“Poor Bill,” she muttered. I furrowed my brow.
“I’m not so sure. I mean, I liked Bill personally, but he was a screw off who constantly put our jobs on the line to cover for him screwing off. Now, maybe that last thing he did, the only thing the company will admit to firing him for, didn’t warrant his dismissal, but you know at least some of the things he’s pulled over the years. It might have been sacrificing a limb, but Bill was no lamb.”

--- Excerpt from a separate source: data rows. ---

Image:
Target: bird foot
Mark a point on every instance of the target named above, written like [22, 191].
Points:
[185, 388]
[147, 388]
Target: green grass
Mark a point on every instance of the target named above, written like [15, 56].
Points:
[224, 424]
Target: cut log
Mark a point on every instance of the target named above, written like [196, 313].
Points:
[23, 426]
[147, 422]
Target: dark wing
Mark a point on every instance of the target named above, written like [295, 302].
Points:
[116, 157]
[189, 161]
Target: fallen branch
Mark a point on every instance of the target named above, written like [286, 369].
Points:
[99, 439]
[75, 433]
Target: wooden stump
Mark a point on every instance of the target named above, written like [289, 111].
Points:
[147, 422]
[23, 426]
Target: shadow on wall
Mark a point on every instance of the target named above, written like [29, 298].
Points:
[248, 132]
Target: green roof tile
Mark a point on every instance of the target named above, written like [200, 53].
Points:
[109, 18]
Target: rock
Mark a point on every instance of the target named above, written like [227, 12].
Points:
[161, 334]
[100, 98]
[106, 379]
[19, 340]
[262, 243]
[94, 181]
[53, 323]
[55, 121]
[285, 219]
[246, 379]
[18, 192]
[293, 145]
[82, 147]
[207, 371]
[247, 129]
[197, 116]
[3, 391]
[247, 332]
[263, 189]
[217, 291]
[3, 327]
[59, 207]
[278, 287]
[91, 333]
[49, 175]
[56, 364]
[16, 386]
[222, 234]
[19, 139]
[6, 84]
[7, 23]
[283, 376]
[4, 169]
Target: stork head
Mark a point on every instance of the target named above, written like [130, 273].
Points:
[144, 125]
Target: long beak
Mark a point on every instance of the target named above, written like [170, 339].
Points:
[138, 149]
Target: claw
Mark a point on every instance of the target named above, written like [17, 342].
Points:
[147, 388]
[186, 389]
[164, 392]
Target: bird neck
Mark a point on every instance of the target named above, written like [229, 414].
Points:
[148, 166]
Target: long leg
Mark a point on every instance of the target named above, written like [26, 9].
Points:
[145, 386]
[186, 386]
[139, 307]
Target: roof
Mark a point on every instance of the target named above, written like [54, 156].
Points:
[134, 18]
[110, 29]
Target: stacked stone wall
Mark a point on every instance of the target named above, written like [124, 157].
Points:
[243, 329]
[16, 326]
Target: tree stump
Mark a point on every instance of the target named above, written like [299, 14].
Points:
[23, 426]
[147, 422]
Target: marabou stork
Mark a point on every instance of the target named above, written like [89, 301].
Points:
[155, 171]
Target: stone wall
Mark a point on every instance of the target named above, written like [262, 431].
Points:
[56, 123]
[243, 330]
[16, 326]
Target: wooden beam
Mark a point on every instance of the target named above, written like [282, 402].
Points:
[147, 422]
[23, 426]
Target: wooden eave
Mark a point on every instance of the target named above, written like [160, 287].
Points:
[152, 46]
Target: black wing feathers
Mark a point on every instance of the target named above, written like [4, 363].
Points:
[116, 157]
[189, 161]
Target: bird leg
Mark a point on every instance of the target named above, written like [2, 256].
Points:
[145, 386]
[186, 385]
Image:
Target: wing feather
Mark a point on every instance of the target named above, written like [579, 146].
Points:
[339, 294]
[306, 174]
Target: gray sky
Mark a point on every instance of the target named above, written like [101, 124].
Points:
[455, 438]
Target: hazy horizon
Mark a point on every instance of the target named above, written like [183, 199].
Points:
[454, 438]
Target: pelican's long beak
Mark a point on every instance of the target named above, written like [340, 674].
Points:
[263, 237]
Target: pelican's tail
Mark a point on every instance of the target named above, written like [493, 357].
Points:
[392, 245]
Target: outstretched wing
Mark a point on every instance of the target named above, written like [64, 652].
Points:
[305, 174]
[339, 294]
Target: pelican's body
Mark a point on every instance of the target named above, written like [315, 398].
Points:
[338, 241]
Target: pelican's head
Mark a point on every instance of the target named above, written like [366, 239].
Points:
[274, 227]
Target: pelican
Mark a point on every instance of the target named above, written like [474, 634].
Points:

“No, actually more strange to me is the way everyone speaks about him now. He wasn’t taken by a heart attack, he was taken by management- and not behind the barn and shot, either, but “removed”- which I suppose does sound awfully euphemistic, but really, it isn’t. He’s still alive. I’ve seen him at the grocery store, buying grapes. Dead men buy no grapes. And he’s the same jerk, and he’ll probably lose his next job if he continues the way he is.”
“But everyone reminisces about ‘poor Bill,’ and eulogizes and mourns him. He isn’t gone, and, if we wanted, we could call him and visit or whatever. He isn’t past tense.”
“You feeling okay…” she asked without making it into a question.
“No. Yea. I mean… it’s the stress around here, you know. Management went after Bill, but they won’t say why. It’s just impossible not to wonder who’s next.”